Supernova – Recensione

… Non c’erano mattoni gialli, non campi di papaveri dove svenivi dal sonno, non la Città di Smeraldo, né fiumi né zattere. Non streghe, mongolfiere, cicogne, non c’era più niente, c’era la vita di tutti, e la poesia impiccata al soffitto …
Autore: Isabella Santacroce
Pagine: 161
Anno: 2015
Casa Editrice: Mondadori
Disponibilità: Libro cartaceo e versione digitale
Dove acquistarlo: IBS

V. M. 18 è stata una delle peggiori letture del 2021, anzi una delle peggiori letture di tutta la mia vita, un pugno allo stomaco, una delusione colossale di un’autrice, una dei pochi “cannibali” italiani che mi mancava, da cui mi aspettavo tanto. Tuttavia sentivo che il mio interesse per la letteratura di Isabella Santacroce, di cui tra l’altro avevo letto recensioni esaltanti (ad altri libri a essere sincero), non poteva finire con quella delusione. Così le ho dato un’atra possibilità leggendo Supernova e ho fatto bene. La protagonista del romanzo è una ragazzina che cresce in un ambiente surreale influenzato dal mago di Oz -si chiama Dorothy-, ha una madre che si muove come se vivesse in un sogno in cui una prostituta può vivere felicemente, e una zia che asseconda la madre per un motivo celato da pagine malinconiche riempite dai pensieri mai banali di Dorothy.

La bambina cresce in una storia raccontata con rabbia, si rende conto di essere lesbica e all’improvviso Dorothy del mago di Oz si trasforma fisicamente in Brian Molko dei Placebo. Si ritrova incompresa da tutti, circondata da bulli, dalla madre assorta nella sua vita malsana tra clienti e fidanzati malavitosi, e da una zia avulsa che non le trasmette nessuna emozione. Supernova è ricca di provocazioni, ma non come quelle moleste e volgari di V. M. 18. Qui le provocazioni sono eleganti: i giochi erotici e la lussuria vengono raccontati con dolcezza più che con morbosità. Malinconia, depressione e rabbia non lasciano mai la narrazione in prima persona di Dorothy, sentimenti che possono angosciare alla lunga ma che non intaccano la fluidità di Supernova che considero un bel libro.

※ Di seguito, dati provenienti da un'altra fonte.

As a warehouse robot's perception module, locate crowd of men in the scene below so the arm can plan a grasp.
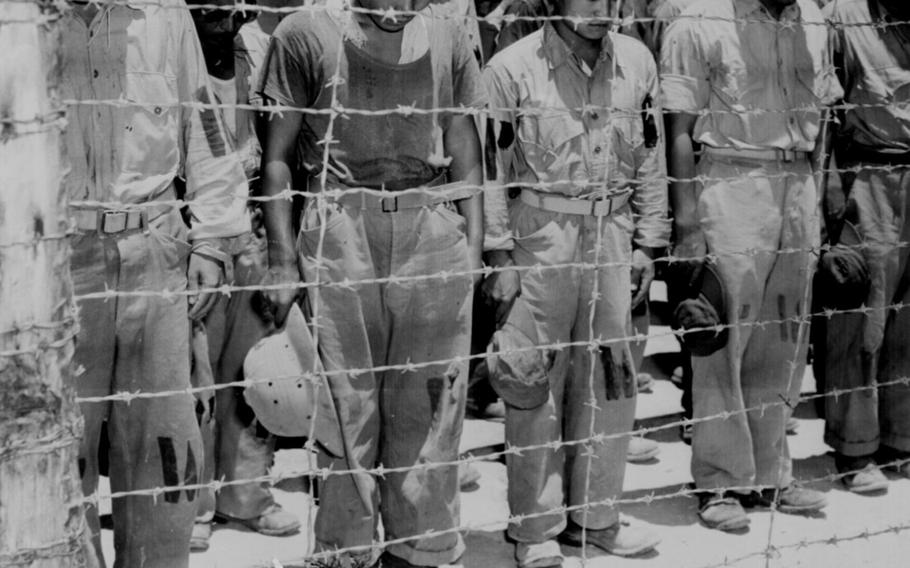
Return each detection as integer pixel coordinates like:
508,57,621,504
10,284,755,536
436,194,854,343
60,0,910,568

All’improvviso la lussuria prende il sopravvento e fagocita il resto della storia. Dorothy, Divna -la ragazza di cui s’innamora e che si prostituisce insieme alla madre di Dorothy- e l’amico belloccio Thomas creano un trio che difatti si perde nella droga e nella prostituzione. Tuttavia il romanzo presenta un approccio leggero ai vizi senza mai raggiungere l’orrore di Christiane F. – Noi, i ragazzi dello zoo di Berlino o Requiem for a dream (opere che forse hanno dato qualche ispirazione alla Santacroce). Resta in un limbo, in bilico tra una pervesione passeggera di un gruppo di ragazzini e l’orrore che si può raggiungere con l’abuso di alcol e la smania di denaro, in un limbo tra un gruppo di adolescenti “solo” depressi e trasgressivi e lo squallore della droga e della prostituzione. Un limbo in cui Dorothy corre senza fermarsi sugli incubi incapace di raggiungere un sogno, perché in questo romanzo i sogni non esistono, o forse sí, a voi il piacere di scoprirlo.